Comment vivez-vous les difficultés actuelles de l'exercice de votre métier? 

- Avec un sentiment de découragement! Ce ne sont pas les détenus qui nous découragent, c'est le système. Les détenus, on ne les connaît plus vraiment.

- Le SPIP d'Aix est sinistré! Notre mouvement de protestation continue, mais personne n'en parle: nous sommes peu nombreux, nous n'avons pas le droit de grève, nous sommes tenus au devoir de réserve... On ne nous entend pas, sauf quand les magistrats manifestent. Nous n'avons pas beaucoup d'espoir : quand on voit le recrutement prévu et le peu d'écoute dont nous bénéficions.

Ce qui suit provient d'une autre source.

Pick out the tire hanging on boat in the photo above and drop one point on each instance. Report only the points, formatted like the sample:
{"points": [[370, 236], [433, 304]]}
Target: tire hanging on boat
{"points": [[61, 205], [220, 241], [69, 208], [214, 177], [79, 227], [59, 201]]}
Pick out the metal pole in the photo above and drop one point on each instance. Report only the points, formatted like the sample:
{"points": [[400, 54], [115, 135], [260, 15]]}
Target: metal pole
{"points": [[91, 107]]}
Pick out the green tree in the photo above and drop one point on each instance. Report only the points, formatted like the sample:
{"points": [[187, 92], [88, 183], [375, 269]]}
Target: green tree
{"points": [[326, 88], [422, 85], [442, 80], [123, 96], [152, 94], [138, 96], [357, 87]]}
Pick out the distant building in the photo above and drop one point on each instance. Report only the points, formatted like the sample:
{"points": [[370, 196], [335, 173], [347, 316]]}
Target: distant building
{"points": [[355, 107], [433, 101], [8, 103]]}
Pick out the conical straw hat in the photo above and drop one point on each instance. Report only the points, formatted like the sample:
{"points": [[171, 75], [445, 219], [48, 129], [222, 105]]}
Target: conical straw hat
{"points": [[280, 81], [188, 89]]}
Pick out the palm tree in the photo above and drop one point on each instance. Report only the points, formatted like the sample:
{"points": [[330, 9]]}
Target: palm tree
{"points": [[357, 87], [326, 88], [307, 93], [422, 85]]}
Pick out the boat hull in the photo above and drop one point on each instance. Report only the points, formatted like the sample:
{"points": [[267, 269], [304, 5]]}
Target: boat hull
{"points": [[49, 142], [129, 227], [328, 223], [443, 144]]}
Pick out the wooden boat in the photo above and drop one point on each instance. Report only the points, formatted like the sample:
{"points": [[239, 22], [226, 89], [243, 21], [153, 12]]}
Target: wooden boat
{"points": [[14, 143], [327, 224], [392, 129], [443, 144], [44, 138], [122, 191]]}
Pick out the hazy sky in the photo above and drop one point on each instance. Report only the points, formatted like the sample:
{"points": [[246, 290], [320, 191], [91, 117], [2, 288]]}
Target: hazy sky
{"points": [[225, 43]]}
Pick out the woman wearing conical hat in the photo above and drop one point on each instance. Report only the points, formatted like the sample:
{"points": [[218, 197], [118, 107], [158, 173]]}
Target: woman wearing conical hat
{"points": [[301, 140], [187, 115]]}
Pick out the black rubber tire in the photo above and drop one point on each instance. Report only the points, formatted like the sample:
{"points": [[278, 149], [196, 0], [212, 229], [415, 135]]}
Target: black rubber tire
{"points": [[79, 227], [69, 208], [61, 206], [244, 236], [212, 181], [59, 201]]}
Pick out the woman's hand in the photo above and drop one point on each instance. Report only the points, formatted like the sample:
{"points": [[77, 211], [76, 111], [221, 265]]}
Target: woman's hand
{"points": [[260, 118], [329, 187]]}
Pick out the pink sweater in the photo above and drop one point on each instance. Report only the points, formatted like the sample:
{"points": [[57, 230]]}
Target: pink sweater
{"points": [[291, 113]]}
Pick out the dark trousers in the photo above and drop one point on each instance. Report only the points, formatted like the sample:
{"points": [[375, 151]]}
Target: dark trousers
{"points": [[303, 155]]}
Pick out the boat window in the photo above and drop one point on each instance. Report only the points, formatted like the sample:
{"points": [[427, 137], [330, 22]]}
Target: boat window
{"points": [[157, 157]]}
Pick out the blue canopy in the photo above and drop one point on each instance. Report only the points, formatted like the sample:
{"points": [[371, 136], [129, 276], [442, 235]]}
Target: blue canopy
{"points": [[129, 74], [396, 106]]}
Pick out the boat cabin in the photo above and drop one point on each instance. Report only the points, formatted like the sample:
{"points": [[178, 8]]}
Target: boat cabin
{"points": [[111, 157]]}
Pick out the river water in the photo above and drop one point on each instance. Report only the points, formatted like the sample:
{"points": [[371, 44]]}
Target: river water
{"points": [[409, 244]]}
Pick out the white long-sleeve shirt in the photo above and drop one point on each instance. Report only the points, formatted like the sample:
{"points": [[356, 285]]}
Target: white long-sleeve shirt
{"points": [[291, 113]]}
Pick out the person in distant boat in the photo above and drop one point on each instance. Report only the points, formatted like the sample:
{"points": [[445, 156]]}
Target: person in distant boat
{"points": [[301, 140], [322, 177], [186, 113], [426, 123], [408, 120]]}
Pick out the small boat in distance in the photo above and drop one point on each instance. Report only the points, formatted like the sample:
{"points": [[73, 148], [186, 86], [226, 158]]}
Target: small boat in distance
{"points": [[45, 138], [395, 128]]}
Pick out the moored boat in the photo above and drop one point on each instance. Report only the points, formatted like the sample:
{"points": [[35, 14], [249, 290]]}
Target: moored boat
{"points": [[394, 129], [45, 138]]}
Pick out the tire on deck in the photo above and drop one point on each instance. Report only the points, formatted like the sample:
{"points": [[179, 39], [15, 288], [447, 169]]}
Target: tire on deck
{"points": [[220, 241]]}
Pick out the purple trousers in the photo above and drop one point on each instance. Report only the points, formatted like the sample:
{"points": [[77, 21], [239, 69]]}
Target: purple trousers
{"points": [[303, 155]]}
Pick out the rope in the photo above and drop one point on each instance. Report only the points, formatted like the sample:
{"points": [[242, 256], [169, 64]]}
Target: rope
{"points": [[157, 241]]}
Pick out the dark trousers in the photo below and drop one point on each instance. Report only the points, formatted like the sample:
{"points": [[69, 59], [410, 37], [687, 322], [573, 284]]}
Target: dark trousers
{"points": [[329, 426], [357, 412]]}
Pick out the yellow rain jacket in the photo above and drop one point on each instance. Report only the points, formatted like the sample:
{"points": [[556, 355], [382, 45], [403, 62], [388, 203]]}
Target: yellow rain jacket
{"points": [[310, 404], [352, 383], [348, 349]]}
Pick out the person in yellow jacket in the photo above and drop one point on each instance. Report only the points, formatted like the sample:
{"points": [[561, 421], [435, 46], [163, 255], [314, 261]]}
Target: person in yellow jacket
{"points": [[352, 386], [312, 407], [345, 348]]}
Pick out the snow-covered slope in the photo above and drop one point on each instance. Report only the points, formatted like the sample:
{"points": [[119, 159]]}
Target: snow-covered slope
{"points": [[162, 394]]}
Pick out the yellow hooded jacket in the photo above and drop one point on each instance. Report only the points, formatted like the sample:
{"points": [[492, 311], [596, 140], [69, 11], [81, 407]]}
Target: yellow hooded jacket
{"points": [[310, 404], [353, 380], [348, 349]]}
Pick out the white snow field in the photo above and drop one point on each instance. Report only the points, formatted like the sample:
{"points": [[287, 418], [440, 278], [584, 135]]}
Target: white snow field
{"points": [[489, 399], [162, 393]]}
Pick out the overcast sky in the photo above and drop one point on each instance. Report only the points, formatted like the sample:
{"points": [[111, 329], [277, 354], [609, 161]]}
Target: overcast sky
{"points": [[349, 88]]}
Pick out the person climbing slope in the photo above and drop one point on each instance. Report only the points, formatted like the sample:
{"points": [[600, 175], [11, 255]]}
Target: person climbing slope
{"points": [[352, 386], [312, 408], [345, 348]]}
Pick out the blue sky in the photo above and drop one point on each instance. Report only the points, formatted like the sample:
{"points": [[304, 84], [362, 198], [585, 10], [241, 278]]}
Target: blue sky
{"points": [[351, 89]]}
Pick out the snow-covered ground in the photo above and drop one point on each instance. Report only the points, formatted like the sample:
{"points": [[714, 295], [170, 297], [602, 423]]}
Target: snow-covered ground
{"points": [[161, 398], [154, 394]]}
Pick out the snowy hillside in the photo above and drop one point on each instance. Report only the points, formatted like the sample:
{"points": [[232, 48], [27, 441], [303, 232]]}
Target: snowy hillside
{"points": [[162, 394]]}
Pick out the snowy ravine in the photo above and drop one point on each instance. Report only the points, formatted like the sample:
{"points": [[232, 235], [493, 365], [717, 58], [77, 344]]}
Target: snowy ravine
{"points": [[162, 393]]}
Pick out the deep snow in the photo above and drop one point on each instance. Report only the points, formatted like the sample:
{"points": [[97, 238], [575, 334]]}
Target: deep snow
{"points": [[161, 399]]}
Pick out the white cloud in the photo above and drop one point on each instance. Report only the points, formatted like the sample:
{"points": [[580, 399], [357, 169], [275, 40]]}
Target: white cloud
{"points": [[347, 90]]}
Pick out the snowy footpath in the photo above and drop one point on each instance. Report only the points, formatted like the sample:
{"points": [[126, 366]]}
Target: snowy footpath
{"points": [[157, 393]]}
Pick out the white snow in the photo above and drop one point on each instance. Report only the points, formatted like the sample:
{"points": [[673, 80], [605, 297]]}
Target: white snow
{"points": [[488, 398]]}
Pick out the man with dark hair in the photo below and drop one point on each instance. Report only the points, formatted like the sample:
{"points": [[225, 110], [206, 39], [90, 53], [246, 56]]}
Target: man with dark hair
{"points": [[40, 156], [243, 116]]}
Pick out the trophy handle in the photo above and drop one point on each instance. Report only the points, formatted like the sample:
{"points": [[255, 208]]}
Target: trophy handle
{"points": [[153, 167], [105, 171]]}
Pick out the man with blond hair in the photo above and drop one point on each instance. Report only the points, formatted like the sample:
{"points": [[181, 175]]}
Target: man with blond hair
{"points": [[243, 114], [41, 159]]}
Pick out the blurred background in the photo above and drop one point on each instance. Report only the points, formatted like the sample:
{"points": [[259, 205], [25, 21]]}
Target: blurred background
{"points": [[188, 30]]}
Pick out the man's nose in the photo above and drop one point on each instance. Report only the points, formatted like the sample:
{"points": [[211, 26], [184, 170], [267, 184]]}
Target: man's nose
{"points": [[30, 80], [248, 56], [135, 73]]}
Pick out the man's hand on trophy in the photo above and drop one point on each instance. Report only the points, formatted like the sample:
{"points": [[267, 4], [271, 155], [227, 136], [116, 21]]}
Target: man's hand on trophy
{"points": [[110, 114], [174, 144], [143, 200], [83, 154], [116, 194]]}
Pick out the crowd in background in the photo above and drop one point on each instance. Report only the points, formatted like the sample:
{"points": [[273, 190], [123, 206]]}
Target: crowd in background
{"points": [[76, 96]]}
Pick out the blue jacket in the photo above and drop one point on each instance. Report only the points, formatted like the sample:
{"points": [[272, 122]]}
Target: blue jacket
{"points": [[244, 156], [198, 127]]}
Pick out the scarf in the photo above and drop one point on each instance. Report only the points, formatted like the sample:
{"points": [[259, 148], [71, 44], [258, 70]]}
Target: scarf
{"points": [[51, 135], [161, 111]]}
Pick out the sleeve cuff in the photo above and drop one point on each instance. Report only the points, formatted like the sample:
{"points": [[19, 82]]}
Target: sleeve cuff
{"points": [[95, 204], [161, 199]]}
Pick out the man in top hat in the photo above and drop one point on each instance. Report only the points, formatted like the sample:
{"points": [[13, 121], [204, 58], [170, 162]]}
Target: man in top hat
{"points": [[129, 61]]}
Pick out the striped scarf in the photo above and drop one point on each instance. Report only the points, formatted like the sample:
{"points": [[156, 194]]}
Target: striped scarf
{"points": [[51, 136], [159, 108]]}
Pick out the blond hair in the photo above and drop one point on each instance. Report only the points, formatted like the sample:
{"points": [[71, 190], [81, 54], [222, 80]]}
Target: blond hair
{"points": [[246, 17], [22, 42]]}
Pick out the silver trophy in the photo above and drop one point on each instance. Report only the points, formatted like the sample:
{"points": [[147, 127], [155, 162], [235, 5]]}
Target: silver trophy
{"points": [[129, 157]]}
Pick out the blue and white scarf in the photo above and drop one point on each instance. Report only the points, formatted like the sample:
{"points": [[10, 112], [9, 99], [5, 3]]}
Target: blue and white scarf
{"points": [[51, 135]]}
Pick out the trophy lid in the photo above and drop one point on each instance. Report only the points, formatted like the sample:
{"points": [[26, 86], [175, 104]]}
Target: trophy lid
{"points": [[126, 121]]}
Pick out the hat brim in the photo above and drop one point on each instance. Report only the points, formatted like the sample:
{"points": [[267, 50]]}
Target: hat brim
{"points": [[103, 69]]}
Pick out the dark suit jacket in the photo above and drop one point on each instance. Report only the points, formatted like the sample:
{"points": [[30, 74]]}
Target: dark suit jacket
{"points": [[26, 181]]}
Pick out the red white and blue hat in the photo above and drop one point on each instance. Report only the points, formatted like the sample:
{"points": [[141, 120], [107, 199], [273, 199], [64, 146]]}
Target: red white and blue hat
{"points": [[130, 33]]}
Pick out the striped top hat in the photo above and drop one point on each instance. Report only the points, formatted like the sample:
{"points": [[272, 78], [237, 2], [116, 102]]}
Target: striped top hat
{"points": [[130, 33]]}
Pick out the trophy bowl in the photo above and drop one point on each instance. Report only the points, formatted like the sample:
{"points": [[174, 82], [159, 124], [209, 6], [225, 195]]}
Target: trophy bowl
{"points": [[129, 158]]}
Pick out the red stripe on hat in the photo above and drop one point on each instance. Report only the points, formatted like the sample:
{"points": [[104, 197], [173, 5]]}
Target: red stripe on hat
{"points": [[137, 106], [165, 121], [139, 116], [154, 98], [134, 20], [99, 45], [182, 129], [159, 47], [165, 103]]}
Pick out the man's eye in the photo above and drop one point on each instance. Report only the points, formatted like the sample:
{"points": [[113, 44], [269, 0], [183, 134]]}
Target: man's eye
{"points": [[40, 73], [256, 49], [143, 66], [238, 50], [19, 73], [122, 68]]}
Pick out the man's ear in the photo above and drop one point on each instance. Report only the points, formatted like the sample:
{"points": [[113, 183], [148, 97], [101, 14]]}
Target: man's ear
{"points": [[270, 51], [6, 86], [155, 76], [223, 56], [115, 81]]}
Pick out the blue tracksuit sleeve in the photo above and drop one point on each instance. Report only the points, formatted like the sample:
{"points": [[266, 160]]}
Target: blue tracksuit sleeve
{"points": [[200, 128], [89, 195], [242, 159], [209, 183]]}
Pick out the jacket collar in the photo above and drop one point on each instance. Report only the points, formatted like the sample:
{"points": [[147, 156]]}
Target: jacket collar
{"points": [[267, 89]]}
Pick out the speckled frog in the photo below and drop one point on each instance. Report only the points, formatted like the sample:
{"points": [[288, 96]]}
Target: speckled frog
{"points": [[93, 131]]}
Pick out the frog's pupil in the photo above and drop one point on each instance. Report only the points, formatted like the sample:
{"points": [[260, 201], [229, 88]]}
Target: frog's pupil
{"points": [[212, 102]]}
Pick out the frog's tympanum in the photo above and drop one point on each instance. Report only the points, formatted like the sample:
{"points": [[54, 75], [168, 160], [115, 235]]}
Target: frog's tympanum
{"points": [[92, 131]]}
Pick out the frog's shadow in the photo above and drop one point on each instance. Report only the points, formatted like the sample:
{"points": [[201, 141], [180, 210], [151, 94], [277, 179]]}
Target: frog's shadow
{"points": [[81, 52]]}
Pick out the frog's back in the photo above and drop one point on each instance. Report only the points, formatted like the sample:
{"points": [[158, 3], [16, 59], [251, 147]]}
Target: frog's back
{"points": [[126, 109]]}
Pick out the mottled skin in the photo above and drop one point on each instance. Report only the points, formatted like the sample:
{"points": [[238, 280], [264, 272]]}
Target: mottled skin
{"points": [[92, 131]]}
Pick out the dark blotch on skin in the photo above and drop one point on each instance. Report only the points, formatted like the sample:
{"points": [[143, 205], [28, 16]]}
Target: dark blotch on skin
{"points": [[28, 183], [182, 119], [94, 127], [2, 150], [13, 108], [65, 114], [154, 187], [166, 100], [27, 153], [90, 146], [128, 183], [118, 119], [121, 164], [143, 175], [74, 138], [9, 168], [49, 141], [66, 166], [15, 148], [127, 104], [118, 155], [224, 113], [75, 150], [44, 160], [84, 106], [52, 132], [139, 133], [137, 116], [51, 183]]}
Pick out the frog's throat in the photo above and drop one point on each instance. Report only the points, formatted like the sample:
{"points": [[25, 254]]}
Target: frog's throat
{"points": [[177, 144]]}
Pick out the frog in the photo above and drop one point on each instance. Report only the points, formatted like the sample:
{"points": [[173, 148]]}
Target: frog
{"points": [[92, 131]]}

- J'ai choisi ce métier parce que je pensais que je pouvais aider des détenus à se réinsérer... Aujourd'hui, je suis découragée. Je songe à faire autre chose...

- Les évolutions actuelles visent à affaiblir un peu plus les SPIP déjà surchargés. Actuellement, c'est un service déconcentré de l'Administration Pénitentiaire, nous sommes indépendants des Juges d'Application des Peines et des Directeurs d'Etablissement. Cette position permet aux travailleurs sociaux de faire entendre leurs voix. Nous avons notre mot à dire sur ce qui se passe dans la Maison d'Arrêt. C'est important. Mais on voit poindre la fin de ce système. 1999 est l'année de création des SPIP en tant que service déconcentré de l'Etat. Il est à craindre que ces services disparaissent, et qu'ils soient de nouveau placés sous l'autorité du Juge et des Directeurs d'Etablissement.

. Notre voix, celle de la réinsertion, risque de ne plus être perçue du tout.